My world as I knew it came to a screeching halt on a bitterly cold day in January 2015. After seven years of battling the disease of addiction and the inadequate, broken system in place to treat those addicted, my son Matt succumbed to his disease.
Being Matt’s mother was tough. Combine this with the fact that I was a registered nurse and it became a nightmare. I watched his struggle to stay clean. I witnessed the roadblocks set firmly in place by the insurance industry, that restricted allowable treatment days. I endured their fail-first attitude that prevented immediate access to in-patient beds.
I witnessed the role of the medical community in overprescribing highly addictive opioids. I lived through the bias and stigma of this medical community – against the very same patients they were prescribing medication to. I watched as people went from being productive to being dependent on drugs that were handed out like harmless candy. I had no one in my corner to help me fight.
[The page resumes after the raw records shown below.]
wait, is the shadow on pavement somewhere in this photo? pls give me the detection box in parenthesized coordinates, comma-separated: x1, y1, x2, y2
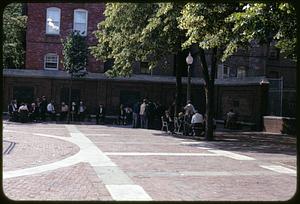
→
(3, 120, 296, 156)
(177, 131, 295, 156)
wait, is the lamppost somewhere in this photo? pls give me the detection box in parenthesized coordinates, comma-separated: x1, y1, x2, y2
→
(186, 52, 193, 103)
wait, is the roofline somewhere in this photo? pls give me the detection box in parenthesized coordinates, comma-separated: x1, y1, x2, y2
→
(3, 69, 269, 86)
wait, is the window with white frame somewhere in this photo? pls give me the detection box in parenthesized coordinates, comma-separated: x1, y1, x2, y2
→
(218, 64, 244, 79)
(46, 7, 61, 35)
(73, 9, 88, 36)
(44, 53, 59, 69)
(237, 66, 247, 78)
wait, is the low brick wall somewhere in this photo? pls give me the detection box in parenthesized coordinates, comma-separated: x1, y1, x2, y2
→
(263, 116, 296, 135)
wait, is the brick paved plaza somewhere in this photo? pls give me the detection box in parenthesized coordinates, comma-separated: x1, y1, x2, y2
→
(2, 121, 297, 201)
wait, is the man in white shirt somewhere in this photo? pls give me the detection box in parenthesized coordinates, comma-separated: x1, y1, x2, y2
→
(47, 100, 56, 121)
(191, 111, 204, 124)
(78, 101, 87, 122)
(18, 103, 29, 123)
(60, 102, 68, 121)
(191, 110, 204, 136)
(139, 99, 148, 129)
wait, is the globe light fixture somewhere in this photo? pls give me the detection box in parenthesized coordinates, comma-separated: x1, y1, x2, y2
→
(186, 52, 193, 102)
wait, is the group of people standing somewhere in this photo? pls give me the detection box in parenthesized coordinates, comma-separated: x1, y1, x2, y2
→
(127, 98, 165, 129)
(8, 96, 88, 123)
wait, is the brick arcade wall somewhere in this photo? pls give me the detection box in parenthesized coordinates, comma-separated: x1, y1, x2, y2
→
(215, 84, 268, 130)
(3, 76, 203, 116)
(3, 75, 267, 130)
(25, 3, 105, 72)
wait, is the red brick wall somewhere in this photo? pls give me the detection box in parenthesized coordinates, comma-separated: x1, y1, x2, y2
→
(263, 116, 296, 134)
(25, 3, 105, 72)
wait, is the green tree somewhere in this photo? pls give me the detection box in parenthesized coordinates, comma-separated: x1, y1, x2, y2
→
(3, 3, 27, 68)
(62, 31, 88, 123)
(225, 3, 296, 61)
(179, 3, 239, 140)
(90, 3, 187, 115)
I never planned on becoming an advocate for those still fighting this battle. I wanted to disappear and guard my heart against further pain. I wanted to live a quiet life and remember my son. I thought I could bury my grief along with my son and find peace. I wanted addiction to be a part of my past. The last thing I wanted to do was immerse myself in addiction again.
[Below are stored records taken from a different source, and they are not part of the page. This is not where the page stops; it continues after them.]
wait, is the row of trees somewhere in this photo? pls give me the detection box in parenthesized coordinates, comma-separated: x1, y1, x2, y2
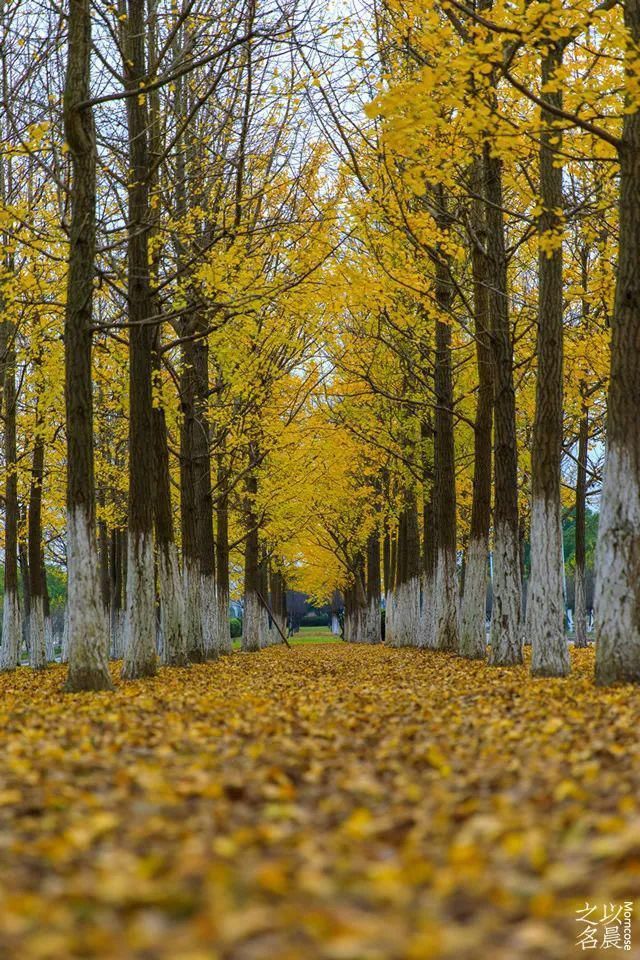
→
(0, 0, 639, 687)
(0, 0, 339, 687)
(289, 0, 636, 685)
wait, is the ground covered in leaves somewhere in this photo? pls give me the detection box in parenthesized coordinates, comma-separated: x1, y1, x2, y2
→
(0, 645, 639, 960)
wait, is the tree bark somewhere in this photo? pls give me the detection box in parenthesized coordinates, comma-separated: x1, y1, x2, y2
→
(98, 518, 110, 611)
(62, 0, 113, 691)
(364, 530, 382, 643)
(387, 493, 421, 646)
(345, 553, 367, 643)
(460, 169, 492, 659)
(419, 476, 437, 649)
(41, 551, 54, 661)
(0, 321, 21, 670)
(330, 590, 341, 636)
(383, 529, 392, 598)
(433, 207, 459, 653)
(529, 43, 570, 677)
(484, 146, 522, 665)
(154, 352, 188, 666)
(242, 455, 261, 652)
(110, 527, 125, 658)
(180, 338, 205, 662)
(594, 0, 640, 684)
(574, 409, 589, 647)
(215, 451, 233, 653)
(28, 432, 46, 669)
(258, 549, 271, 645)
(121, 0, 157, 680)
(193, 333, 218, 659)
(270, 567, 287, 640)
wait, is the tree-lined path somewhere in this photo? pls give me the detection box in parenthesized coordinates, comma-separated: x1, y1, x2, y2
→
(0, 0, 637, 687)
(3, 0, 640, 954)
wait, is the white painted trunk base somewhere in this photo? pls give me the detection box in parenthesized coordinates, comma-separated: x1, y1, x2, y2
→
(29, 596, 47, 669)
(61, 607, 69, 663)
(595, 446, 640, 684)
(183, 559, 205, 662)
(345, 604, 368, 643)
(489, 522, 523, 666)
(361, 599, 381, 644)
(418, 574, 435, 649)
(158, 543, 188, 666)
(385, 590, 395, 645)
(122, 531, 157, 679)
(242, 591, 262, 652)
(44, 616, 55, 662)
(344, 609, 356, 643)
(574, 567, 588, 647)
(0, 590, 21, 670)
(386, 577, 421, 647)
(110, 609, 125, 659)
(459, 538, 488, 659)
(64, 508, 113, 691)
(529, 497, 570, 676)
(215, 591, 233, 654)
(201, 574, 219, 659)
(259, 605, 271, 647)
(434, 549, 459, 652)
(345, 601, 379, 643)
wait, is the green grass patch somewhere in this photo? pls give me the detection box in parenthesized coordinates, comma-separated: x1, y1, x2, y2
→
(289, 626, 342, 645)
(232, 624, 342, 649)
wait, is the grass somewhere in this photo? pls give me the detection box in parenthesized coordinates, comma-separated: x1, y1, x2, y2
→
(288, 625, 342, 644)
(232, 624, 342, 649)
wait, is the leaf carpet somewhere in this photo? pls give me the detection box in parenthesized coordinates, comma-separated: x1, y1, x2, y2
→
(0, 645, 638, 959)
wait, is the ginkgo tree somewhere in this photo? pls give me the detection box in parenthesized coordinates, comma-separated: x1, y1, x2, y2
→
(0, 0, 639, 691)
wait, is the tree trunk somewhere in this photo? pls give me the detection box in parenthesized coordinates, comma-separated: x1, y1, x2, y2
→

What I didn’t understand was that once you’ve loved and lost your child from this misunderstood, mistreated disease it becomes a part of who you are. It courses through you, like blood flowing from your heart. Once you’ve lived the stigma and witnessed the hate, addiction becomes inescapable.
My journey began with my unexpected termination from a medical center to which I had devoted 36 years of my life. I was set free from the only life I’d known and thrust into endless free time. It gave me an opportunity to think and ponder all the wrong things I’d seen during Matt’s struggle.
Slowly I started compiling lists, including statistics from my state, Delaware. The more I uncovered, the stronger my convictions grew. My grief was replaced with a drive to change our broken system. I needed to make something positive from my pain and profound loss. I needed to honor Matt.
I had no idea what to expect when I found myself sitting in the office of Delaware’s Attorney General. Our first meeting turned into many more as I shared Matt’s story.
After many months of meetings and buckets of tears, three bills were drafted.
These Bills (listed left) were signed into law on May 30th, 2017. That day was bittersweet for me. How I wished Matt was there to see his mother, as I stood beside our governor, signing those hard-fought bills into law. Bills that would forever change the treatment for addiction in Delaware.
My heart is so full of regret and pride.